Media push to delay digital switch

State Counsel Mwangi Njoroge (left) and lawyer Wambua Kilonzo, for the CCK, at the Milimani High Court in Nairobi on November 26, 2013. PHOTO | PAUL WAWERU

What you need to know:

  • Through lawyer Paul Muite, they said the government should give a transition period of five years
  • The media houses are seeking to stop the digital switch-over on grounds that it will lock out over 90 per cent of television viewers

Three media houses want a five-year delay in the switch to digital broadcasting.

Nation Media Group, The Standard Group and Royal Media Services said they were not opposed to digital migration, but with the way it was being implemented.

They said the shift from analogue to digital broadcasting was unconstitutional.

They said the illegality in the process needed to be addressed before the switch-over on December 13.

Through lawyer Paul Muite, they said the government should give a transition period of five years during which both analogue and digital signals would be beamed side by side so consumers can watch television.

The media houses also argued that the decision by the Ministry of Information and the Communications Commission of Kenya to contract foreign pay-television firms to offer digital broadcasts was against Article 34 of the Constitution, which bars government interference in media management.

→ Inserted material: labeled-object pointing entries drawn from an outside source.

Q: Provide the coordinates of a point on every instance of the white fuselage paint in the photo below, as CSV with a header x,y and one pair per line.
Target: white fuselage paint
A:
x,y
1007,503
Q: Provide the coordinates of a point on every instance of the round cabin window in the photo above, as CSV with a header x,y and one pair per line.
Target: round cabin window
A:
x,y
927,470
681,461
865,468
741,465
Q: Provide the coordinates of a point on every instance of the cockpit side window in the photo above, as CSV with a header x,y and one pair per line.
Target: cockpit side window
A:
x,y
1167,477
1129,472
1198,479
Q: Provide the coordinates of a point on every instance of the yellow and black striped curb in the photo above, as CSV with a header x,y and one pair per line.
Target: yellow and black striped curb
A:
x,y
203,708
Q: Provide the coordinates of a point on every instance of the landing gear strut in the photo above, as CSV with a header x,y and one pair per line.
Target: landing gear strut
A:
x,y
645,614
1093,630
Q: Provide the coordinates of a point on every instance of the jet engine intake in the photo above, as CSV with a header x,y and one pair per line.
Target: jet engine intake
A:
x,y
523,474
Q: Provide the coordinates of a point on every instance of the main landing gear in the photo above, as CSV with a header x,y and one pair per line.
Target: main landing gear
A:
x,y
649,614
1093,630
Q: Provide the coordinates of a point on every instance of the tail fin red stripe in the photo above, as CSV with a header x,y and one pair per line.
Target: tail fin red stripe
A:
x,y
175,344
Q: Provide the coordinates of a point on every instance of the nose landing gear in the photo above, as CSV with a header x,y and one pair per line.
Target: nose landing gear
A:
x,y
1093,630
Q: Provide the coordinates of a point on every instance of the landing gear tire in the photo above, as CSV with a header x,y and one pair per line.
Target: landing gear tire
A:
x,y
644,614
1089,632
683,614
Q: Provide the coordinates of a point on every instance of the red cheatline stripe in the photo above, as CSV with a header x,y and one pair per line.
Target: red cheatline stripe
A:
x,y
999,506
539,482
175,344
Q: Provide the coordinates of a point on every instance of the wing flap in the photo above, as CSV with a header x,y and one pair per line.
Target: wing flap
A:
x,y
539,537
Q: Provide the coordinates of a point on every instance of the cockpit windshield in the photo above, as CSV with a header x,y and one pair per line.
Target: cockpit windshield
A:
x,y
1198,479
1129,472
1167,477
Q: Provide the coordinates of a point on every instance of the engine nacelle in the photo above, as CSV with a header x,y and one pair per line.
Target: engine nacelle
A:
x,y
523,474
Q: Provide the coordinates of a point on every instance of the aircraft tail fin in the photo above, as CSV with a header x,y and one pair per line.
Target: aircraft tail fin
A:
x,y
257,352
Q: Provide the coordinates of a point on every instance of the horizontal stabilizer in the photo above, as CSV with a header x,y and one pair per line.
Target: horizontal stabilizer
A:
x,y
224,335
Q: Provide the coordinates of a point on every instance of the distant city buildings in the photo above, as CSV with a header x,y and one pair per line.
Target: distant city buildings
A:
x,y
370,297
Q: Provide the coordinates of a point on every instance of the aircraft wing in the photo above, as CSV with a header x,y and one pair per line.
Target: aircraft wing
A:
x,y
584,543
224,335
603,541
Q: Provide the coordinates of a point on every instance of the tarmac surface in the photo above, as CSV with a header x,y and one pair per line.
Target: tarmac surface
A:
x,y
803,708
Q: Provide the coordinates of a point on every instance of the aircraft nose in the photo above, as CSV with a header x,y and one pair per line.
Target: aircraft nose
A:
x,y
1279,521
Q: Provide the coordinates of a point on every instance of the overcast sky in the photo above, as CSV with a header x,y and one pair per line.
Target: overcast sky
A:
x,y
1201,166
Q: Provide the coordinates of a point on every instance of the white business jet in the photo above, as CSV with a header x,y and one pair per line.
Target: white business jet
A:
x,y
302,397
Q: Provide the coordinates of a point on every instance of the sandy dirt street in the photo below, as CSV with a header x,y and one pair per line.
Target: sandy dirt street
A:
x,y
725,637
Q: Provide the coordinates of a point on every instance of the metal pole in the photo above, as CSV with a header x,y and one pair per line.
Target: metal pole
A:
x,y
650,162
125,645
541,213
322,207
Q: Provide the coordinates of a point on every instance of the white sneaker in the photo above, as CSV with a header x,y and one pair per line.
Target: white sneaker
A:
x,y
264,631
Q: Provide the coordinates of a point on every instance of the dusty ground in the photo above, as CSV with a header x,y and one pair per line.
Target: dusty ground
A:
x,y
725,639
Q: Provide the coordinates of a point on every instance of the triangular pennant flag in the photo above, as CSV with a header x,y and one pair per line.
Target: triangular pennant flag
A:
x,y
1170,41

“The Constitution is very clear on who should be involved in implementation of broadcast licenses. It is not for the government to decide who the provider of digital licences should be, but for an independent body as outlined in the Constitution,” said Mr Muite.

DIGITAL LICENCES

According to the senior counsel, the government should have introduced a Broadcasting Bill to create an independent broadcasting authority to spearhead digital migration instead of leaving it to the CKK, which is part of the government.

He added that the decision to deny the media houses licences to broadcast digital signals was discriminative, ironical and in bad faith.

“You cannot tell a media house to go digital and at the same time deny them the licence when they have invested over Sh40 billion in their stations, then give the contracts to foreign companies which have no infrastructure in the local media market and only want to make profits,” said Mr Muite.

He further accused the government of failing to take into consideration millions of viewers who cannot afford the pay-television set-top boxes.

“Majority of consumers will not afford the average Sh5,000 for the set-top boxes given the fact that their television sets cost around Sh4,000. They will also not afford the monthly subscription, which will make them switch off leading to death of broadcast media and loss of employment to many journalists,” he said.

The media houses further accused the government of allowing pay-television providers Signet Kenya Limited, Star Times Media Limited, Pan Africa Network Group and GoTv Kenya Limited to use their intellectual property by rebroadcasting their local programmes without compensation.

The media houses are seeking to stop the digital switch-over on grounds that it will lock out over 90 per cent of television viewers and that they were left out in planning and implementation of the digital migration.

They also contend that consumers have not been given adequate information on the migration to enable them prepare for the change, which will ultimately infringe on their rights to information.

Lady Justice Mumbi Ngugi allowed the Consumer Federation of Kenya and West Media Limited to be enjoined in the petition as interested parties.

She also directed the respondents to file their responses by December 3 and scheduled the hearing on December 6.